Aujourd'hui :

vendredi 2 décembre 2022

Le journal des étudiantes et étudiants de Lyon 3

Comment dire

Être – 

Naître de – 

Qui de – 

Où être – 

Comment dire – 

Être quoi – 

Pourquoi être – 

Ne pas naître – 

Comment dire – 

Découverte féconde – 

Absence d’être – 

Être ici – 

Ici-bas ou –  

Ou bien descendance – 

N’être pas – 

Là-bas au loin –  

Comment dire – 

Être – 

Soi ou objet – 

Objet – 

Absence d’être – 

Naissance –  

Comment dire –

 

Note d’intention

Le thème de ce texte a pour moi été très spontané : parler du fait d’être, d’exister, de se sentir vivre ou non, est une question qui m’a été et m’est toujours familière.
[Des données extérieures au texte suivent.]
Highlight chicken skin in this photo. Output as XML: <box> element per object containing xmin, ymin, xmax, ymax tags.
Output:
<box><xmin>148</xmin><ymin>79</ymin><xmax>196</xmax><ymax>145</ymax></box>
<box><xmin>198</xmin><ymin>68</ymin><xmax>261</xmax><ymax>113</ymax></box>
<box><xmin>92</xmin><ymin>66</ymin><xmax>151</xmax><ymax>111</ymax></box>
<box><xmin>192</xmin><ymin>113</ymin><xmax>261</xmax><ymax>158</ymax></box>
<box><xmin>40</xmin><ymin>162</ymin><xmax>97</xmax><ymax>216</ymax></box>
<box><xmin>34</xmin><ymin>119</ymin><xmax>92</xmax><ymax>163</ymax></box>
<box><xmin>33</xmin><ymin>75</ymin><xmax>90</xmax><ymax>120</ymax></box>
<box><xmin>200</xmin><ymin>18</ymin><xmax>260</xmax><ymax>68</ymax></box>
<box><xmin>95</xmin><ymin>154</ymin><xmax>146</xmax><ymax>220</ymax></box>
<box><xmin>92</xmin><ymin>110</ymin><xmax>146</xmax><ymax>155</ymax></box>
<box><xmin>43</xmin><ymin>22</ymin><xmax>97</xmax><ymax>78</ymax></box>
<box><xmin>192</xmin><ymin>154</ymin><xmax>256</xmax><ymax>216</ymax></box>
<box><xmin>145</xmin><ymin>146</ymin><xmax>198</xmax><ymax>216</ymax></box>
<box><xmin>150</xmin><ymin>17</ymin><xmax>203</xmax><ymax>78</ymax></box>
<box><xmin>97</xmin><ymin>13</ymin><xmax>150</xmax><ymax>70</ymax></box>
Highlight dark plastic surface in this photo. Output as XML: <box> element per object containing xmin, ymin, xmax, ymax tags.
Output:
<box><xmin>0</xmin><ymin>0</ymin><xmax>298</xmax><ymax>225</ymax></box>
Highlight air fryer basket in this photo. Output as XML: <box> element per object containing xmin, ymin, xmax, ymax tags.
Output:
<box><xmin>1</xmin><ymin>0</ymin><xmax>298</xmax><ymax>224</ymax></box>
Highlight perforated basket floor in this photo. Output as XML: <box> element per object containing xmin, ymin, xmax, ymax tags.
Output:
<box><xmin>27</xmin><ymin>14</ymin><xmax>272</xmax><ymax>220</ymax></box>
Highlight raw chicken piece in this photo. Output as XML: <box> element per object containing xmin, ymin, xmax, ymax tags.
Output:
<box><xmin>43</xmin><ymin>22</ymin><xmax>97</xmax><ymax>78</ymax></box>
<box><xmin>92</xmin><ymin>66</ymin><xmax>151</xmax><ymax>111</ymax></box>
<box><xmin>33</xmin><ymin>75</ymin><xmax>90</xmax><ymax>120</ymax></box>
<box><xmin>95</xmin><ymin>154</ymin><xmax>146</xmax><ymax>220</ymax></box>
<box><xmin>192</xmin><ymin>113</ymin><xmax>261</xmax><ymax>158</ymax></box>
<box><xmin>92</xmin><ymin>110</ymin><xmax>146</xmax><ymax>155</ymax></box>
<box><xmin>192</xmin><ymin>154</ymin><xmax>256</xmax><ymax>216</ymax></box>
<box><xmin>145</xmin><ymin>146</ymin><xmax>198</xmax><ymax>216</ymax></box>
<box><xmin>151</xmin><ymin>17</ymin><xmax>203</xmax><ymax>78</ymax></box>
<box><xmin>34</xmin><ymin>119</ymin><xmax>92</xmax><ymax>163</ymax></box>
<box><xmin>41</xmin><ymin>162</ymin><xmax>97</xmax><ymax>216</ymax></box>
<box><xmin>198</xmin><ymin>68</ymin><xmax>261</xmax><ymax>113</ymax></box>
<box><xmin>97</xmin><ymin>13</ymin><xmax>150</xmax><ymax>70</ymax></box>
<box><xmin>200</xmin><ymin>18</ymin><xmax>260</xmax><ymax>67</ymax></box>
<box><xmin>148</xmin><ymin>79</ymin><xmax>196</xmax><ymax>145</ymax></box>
Sous la forme d’un poème, en m’inspirant de celui de Samuel Beckett, intitulé « Comment dire  » et s‘inscrivant dans le recueil Poèmes, l’inspiration m’est tout de suite venue. Je voulais absolument faire apparaître, à la lecture, mais aussi à l’énonciation orale, ce jeu entre être, naître, et n’être. C’est là que tous mes propos et tous les non-dits de mon texte doivent prendre sens aux yeux du lecteur. Ce jeu de sons, qui sont similaires, mais qui ont tous un sens bien distinct, doit permettre au lecteur de voir à quel point cette question est troublante. Comment répondre à cette question : qui suis-je ? Comment dire ?

Tout le sens du titre du poème, tout le sens de cette répétition, presque comme un refrain, se trouve dans cette question. Je crois que chacun dans sa vie se pose cette question, et tout au long de sa vie, pas seulement à quelques moments. Je ne pense pas que l’on puisse se connaître réellement un jour, puisque nous sommes toujours en évolution constante, dans la société mais aussi en nous-même. C’est pour cela que j’ai évoqué l’absence d’être, mais aussi être objet. L’objet a une définition, et lorsqu’on essaie de mettre un Homme dans une case, c’est pour moi comme le rendre objet. La question du pourquoi naître me semblait aussi évidente à mettre : pourquoi décider un jour de donner la vie ? Chaque personne peut alors s’approprier ce poème et y apporter ses propres réponses. C’était aussi le but recherché, et j’ai trouvé que la forme choisie par Samuel Beckett se prêtait bien à cet exercice. Tout comme son poème ou le mien peuvent paraître difficiles à comprendre, la question de l’être est bien compliquée à résoudre. J’ai aussi voulu insérer des mots comme “descendance” ou “ici-bas”, car ce sont des choses qu’on ne choisit pas, qu’on n’a pas forcément voulu, mais qui définissent aussi notre être. Dire aussi ne pas naître est une manière de poser la question de l’avortement, du choix quand on donne la vie, des choix cruels qu’impose la vie.

Je voulais que ce poème semble être à la fois un début de réponse, mais aussi un refus de définir ce terme. Il y a pour moi trop de variables pour définir un être. On est quelqu’un certes, mais qui ? Aucun humain n’est identique à un autre. C’est ce que je voulais revendiquer dans ce poème : la question où être prend pour moi le sens des différences fondamentales qui sont pointées du doigt depuis toujours : la couleur de peau, la religion, la nationalité… Toutes ces choses définissent chaque être comme unique. Alors voilà, la question est : comment dire ? Je souhaite à travers ce poème laisser le lecteur libre d’imaginer sa propre définition, ou de ne pas en donner, pour laisser cette part de mystère, qu’a en lui l’être humain, résonner dans ce poème.